NVIDIA preps return to China as Trump administration lifts ban

NVIDIA has announced plans to resume sales of its H20 GPU in China, marking a reversal of a restriction imposed by the United States government earlier this year.

Founder and CEO Jensen Huang confirmed the development during customer briefings this month, stating that the company had begun filing export applications with the necessary authorities.

The original ban, enforced in April, cited national security concerns regarding the potential military use of advanced AI accelerators by Chinese entities. However, NVIDIA has now received assurance from US regulators that export licences will be granted for renewed H20 shipments.

As part of its localisation strategy, NVIDIA is also expected to launch a new AI chip for the Chinese market as early as September. The chip, based on the Blackwell RTX Pro 6000 architecture, will omit export-sensitive features such as high-bandwidth memory and NVLink interconnects to comply with current US regulations.
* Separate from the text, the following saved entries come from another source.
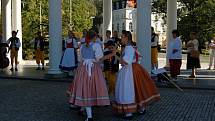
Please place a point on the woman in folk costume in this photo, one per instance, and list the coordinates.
(69, 59)
(14, 48)
(175, 55)
(134, 87)
(89, 86)
(193, 62)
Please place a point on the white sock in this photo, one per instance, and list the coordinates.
(89, 112)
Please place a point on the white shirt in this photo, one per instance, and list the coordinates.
(175, 45)
(17, 44)
(128, 54)
(68, 40)
(155, 43)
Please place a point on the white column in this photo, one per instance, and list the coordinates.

The chip has been designed specifically for industrial AI use cases, including digital twins for smart factory and logistics applications.
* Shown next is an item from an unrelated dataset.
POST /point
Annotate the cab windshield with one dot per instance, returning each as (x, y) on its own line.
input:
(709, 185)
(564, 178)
Speaking during a recent visit to Washington, D.C., Huang shared a broader vision of AI’s role in global infrastructure. He said: “The world has reached an inflection point – AI has become a fundamental resource, like energy, water, and the Internet.”

Huang reaffirmed NVIDIA’s support for open-source AI development and foundation models, highlighting the company’s ambition to enable innovation across emerging economies in regions such as Latin America, Europe, and Asia.

“General-purpose, open-source research and foundation models are the backbone of AI innovation,” he said. “We believe that every civil model should run best on the US technology stack, encouraging nations worldwide to choose America.”